Ms. Whitfield also cast credit on the UN, which she praised for emerging in a strong role, meeting the task of coordinating the victims of the conflict, and persisting in “the long, slow process of very collaborative conversations and the flexibility to come up with a very unique structure tailored to what Colombia needed.”
Daniel García-Peña, a professor at the University of Bogotá, agreed with this assessment, and added that it was significant that both the Colombian government and the FARC rebels saw themselves as “losers” of previous, failed peace talks. For the first time, both parties acknowledged that the dispute would not be solved militarily, and understood that a solution could be achieved only through dialogue.
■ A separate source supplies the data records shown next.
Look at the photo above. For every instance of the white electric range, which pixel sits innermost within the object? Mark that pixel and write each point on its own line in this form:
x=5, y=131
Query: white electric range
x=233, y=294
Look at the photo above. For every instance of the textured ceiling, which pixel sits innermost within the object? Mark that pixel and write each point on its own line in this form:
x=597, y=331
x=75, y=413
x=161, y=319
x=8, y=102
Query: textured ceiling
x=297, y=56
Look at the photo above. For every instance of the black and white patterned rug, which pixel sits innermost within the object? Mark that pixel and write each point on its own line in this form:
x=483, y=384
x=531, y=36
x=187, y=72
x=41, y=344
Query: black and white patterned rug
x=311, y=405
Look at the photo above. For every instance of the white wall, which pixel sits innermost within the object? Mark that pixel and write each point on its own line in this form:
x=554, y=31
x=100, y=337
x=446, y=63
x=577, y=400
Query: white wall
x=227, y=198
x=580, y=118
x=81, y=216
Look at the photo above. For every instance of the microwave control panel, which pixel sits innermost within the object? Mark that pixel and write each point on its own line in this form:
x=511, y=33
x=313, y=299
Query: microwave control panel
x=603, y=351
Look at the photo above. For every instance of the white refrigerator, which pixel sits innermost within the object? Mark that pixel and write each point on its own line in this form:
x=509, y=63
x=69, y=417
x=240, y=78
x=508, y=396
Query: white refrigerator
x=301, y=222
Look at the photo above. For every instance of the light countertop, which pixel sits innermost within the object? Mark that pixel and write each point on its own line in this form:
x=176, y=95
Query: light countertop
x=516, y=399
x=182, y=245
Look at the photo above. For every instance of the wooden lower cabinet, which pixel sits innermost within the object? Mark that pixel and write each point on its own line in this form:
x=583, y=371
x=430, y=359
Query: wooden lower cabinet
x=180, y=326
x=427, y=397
The professor further noted that the success of the peace talks also owed to the inclusion of Colombia’s military for the first time.
Mr. García-Peña, warning that the hard-won peace could be undone, evoked the looming spectre of former President Álvaro Uribe, who was a leading voice in opposition to the peace process. Mr. García-Peña stated his belief that if Mr. Uribe were to run for the presidency in 2018 and win, he could represent a threat to Colombia’s new peace, and the responsibility would fall on the shoulders of the international community to safeguard the agreement.
“The real test is in 2018,” he warned. “This is not a done deal. I will simply end by saying that the international community cannot simply say, ‘This is done, we can go home.’ The international community has a huge role to play, to keep their eyes open.”